I am a bit of a newbie to this product but am a fairly competent tech geek. I am using Sophos UTM home edition on my network and having some issues with web filtering using on my MAC clients. I am running a Windows Active Directory environment with mixed Windows, MAC and iOS clients. I have joined the UTM to the AD domain and can authenticate AD users. Web filtering is enabled and I configured it as follows:
Operation Mode: Transparent
Block access on authentication failure: enabled
Enable Device-specific Authentication: enabled
Windows – AD SSO
MAC OSX – Agent
iOS – None
I am also using web filter policies with different filter actions based on two groups and configured as follows:
Adults – Minimal web filtering (only block web ads)
Kids – Strict web filtering
The appropriate users are in their respective groups and can be authenticated by the UTM.
The Windows clients authenticate fine and the correct filter actions are assigned to the individual groups. The Mac clients had issues with AD SSO (ad_user and ad_domain were blank in HTTP logs) so I resorted to using the authentication agent to try and resolve this. What I have found is that by using the agent, I am able to authenticate and use the internet, but the filter action is not correctly applied (everyone gets the default filter action). I checked the HTTP logs and found that the ad_domain is empty.

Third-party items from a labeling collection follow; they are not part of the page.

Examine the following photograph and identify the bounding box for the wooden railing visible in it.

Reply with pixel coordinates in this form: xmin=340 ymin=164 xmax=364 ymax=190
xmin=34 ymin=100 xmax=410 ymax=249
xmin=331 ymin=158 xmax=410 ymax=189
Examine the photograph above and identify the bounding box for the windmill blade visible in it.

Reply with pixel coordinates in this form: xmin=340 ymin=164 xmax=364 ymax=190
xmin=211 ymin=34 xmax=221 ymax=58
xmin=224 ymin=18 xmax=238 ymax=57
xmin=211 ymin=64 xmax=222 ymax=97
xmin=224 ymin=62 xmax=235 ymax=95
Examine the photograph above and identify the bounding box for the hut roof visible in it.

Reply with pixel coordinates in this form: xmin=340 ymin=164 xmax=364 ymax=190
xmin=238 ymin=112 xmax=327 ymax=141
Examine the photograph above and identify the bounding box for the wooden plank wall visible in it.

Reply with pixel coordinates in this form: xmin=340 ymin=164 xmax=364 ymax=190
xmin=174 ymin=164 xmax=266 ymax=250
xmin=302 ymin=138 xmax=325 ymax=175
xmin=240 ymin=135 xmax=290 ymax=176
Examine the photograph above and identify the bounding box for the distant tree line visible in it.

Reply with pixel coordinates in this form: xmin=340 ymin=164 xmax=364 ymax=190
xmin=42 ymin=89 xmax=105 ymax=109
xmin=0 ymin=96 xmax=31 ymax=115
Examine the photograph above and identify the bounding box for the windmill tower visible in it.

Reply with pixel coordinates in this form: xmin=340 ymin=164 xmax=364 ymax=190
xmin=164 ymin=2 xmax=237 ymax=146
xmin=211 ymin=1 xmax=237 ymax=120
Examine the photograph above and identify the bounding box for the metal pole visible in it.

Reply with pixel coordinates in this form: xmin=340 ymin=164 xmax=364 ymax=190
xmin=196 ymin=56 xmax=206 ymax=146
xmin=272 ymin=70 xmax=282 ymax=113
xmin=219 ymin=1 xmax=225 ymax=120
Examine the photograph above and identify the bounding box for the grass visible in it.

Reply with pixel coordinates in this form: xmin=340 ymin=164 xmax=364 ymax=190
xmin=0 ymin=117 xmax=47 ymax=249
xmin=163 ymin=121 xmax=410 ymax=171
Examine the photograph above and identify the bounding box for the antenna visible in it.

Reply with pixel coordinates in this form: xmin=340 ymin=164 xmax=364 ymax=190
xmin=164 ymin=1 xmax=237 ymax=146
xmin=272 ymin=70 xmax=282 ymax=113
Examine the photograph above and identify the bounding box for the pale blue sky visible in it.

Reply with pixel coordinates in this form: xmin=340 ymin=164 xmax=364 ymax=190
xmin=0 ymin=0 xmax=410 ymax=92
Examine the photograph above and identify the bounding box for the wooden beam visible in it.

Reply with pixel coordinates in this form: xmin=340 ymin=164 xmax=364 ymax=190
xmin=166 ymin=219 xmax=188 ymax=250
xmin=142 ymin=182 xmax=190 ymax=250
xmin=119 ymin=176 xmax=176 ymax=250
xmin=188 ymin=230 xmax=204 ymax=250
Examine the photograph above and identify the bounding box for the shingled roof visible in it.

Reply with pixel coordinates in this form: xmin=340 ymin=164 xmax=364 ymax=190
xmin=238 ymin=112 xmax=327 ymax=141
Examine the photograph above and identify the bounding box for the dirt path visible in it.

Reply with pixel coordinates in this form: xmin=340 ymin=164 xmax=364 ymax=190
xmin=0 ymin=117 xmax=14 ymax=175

Below is a snippet of what I am seeing:
2015:04:30-07:00:04 utm22 httpproxy[5611]: id="0001" severity="info" sys="SecureWeb" sub="http" name="http access" action="pass" method="CONNECT" srcip="192.168.1.125" dstip="46.255.41.2" user="andy" ad_domain="" statuscode="200" cached="0" profile="REF_DefaultHTTPProfile (Default Web Filter Profile)" filteraction="REF_DefaultHTTPCFFAction (Default content filter action)" size="3174" request="0xf9f4000" url="46.255.41.2/" referer="" error="" authtime="0" dnstime="1" cattime="200" avscantime="0" fullreqtime="568258" device="4" auth="0" ua="" exceptions="" category="178" reputation="neutral" categoryname="Internet Services"
I believe this is the cause of not getting the proper filter action assigned but am not sure how to resolve this. My questions are:
1. Is there a way to fix the MAC clients so they will work with AD SSO?
2. If I can’t use AD SSO then what can I do to make the authentication agent recognize the domain so the filter action will be correctly set?
Thanks to all for such a helpful community and I love using the Sophos UTM!
Andy
This thread was automatically locked due to age.